A lot of paper and an eyeglass

Have you stopped to ask yourself if you are filing the wrong tax form for your employees? Form W-2’s for each employee are due on January 31, 2017. However, a common mistake made by business owners is classifying a worker as an independent contractor when the duties performed by that worker indicate they are really an employee.

Misclassified workers are a common mistake made by business owners everywhere, and a 2012 study by the National Employment Law Project proved it. In just the states of Illinois, Massachusetts, New York, Ohio, and Pennsylvania, it was found that there were more than 2.03 million misclassified workers combined. The Department of Labor also commissioned a study that found 30% of audited firms had employees misclassified as independent contractors.

In terms of federal revenue, the U.S. Government Accountability Office estimated in 2006 that $2.72 billion was lost due to worker misclassification. Due to these circumstances, IRS is especially strict in enforcing worker classification. This means knowing the difference between an independent contractor and an employee is vital to every business owner.

Internal Revenue Code states that one is an independent contractor “if the payer has the right to control or direct only the result of the work and not what will be done and how it will be done.” Hiring employees requires you to pay payroll tax for employees’ wages.
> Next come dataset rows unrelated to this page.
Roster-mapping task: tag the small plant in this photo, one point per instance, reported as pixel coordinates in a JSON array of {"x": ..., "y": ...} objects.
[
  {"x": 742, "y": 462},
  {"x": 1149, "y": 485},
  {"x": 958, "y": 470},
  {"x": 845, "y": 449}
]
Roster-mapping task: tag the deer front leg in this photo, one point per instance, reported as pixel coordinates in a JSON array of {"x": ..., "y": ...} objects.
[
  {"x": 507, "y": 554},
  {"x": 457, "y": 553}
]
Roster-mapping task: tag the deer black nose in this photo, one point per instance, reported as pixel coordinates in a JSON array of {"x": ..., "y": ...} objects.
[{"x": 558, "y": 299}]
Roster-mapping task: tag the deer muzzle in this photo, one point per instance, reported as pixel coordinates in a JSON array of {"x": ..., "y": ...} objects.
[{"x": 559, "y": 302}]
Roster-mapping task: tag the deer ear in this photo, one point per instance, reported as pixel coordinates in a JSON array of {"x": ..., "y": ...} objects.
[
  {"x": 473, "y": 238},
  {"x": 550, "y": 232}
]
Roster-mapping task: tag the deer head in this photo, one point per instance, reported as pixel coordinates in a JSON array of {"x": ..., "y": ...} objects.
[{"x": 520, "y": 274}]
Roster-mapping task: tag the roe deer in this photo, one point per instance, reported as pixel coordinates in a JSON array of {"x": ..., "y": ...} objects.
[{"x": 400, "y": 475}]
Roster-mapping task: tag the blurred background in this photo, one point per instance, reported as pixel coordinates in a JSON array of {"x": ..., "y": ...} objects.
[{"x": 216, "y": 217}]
Some businesses classify all their workers as contractors which allows them to avoid payroll taxes altogether, posing a serious red flag for IRS.

Additionally, many employers make the mistake of not filing a W-2 for a worker who is really an employee and not an independent contractor. IRS or California EDD regularly reviews 1099s to determine if a worker is truly an employee and not an independent contractor.

Filing a 1099 on January 31 instead of a W-2 for a worker that you later determine should be an employee is problematic. Correcting this error after the January 31 deadline will require you to file an amended 1096 and 1099 for each worker and then amend your W3 (summary of all W2s the company issued in 2016) and file W-2s to each incorrectly classified worker.

Neglecting to file or incorrectly filing a W-2 can also get expensive. The late filing penalty is $30 per W-2, and IRS can assess up to a $500 fine on your business. The safe route in this scenario is to avoid classifying a worker as a contractor unless you can prove the work performed satisfies IRS’ 20-factor test.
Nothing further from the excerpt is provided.